The hadji seemed a genuine Afghan, and considerably past middle-age. He was tall, spare, and muscular, with aquiline—almost Jewish—features; high cheek bones, and strong, black, glittering eyes, with an intensity and keenness in their expression that reminded Colville of those of a mountain eagle. He was fairer complexioned than most of his people, among whom even red hair is sometimes met with; but his face had been cleft from temple to chin by a tulwar stroke in some past battle or brawl; and now the livid mark of that terrible slash could be seen distinctly as altering, and in some measure distorting, features that were naturally very regular.

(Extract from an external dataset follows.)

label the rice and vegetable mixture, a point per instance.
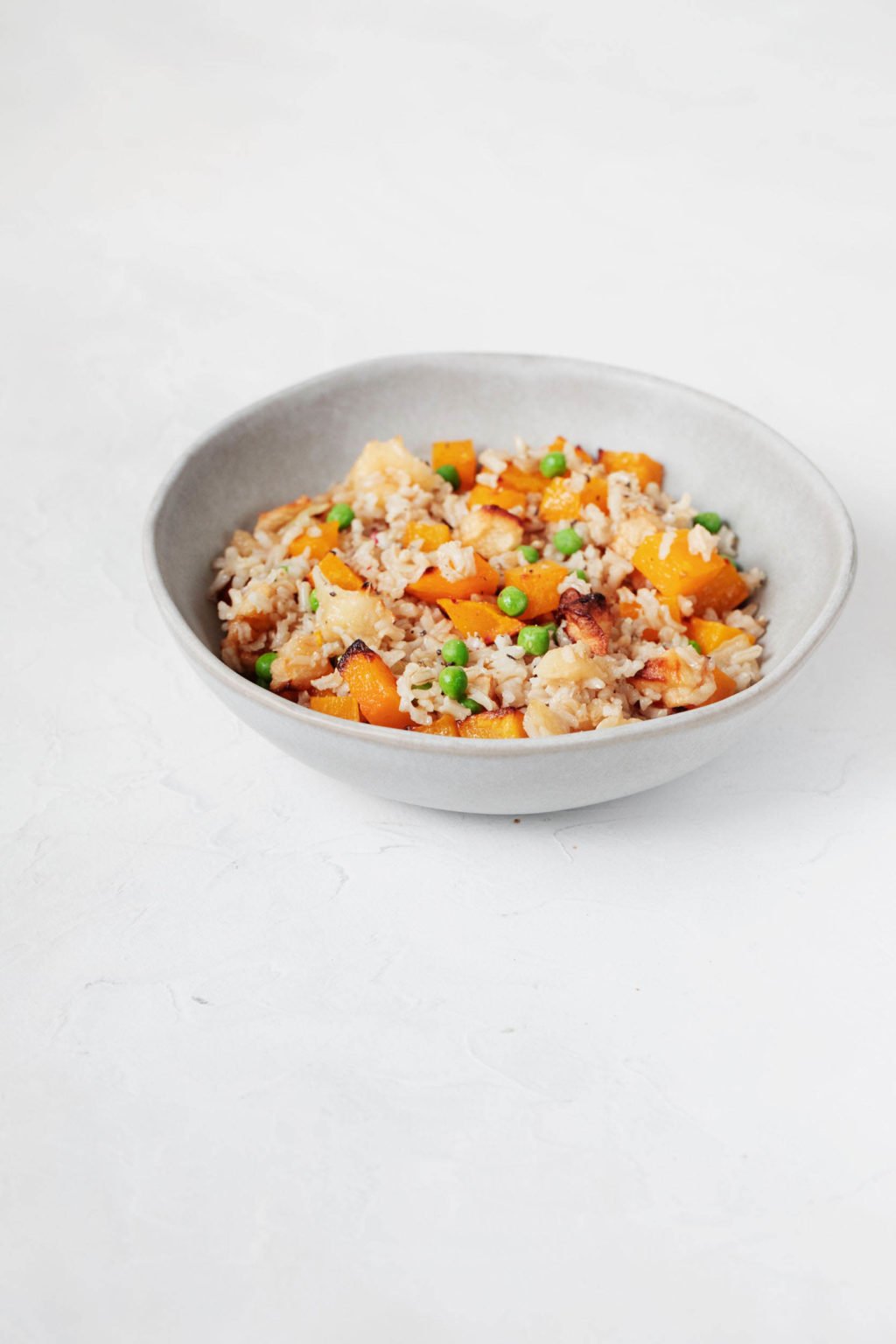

After partaking of a little food of the plainest kind, he performed the ablutions enjoined by his faith, spread a white cloth over his kneeling-carpet, and, turning his face in the direction of Mecca, said his salat al Moghreb, or evening prayer, while Colville took himself off to the mess-room; and when he returned the hadji was lying on the verandah outside, fast asleep, and cosily muffled up in his dark-coloured choga, or camel-hair cloak.

In the morning he had left the Bala Hissar, and gone, none knew where, save that he had been seen going towards Cabul by the way of the Ali Musjid Pass.

It never occurred to Leslie Colville, in performing the acts of kindness he had done to this stranger, whether there might be peril or evil evolved from them in the future; or whether the man was—as he ultimately proved to be—a keen and observant spy, come to watch and note the strength, preparations, and object of Sir Samuel Browne's column; and, poor though the hadji looked, Colville's servant—a more than usually sharp example of Private Thomas Atkins—had found him in the early morning reckoning over a quantity of gold in his wallet, and one of these which he dropped was found to be of the last Russian mintage.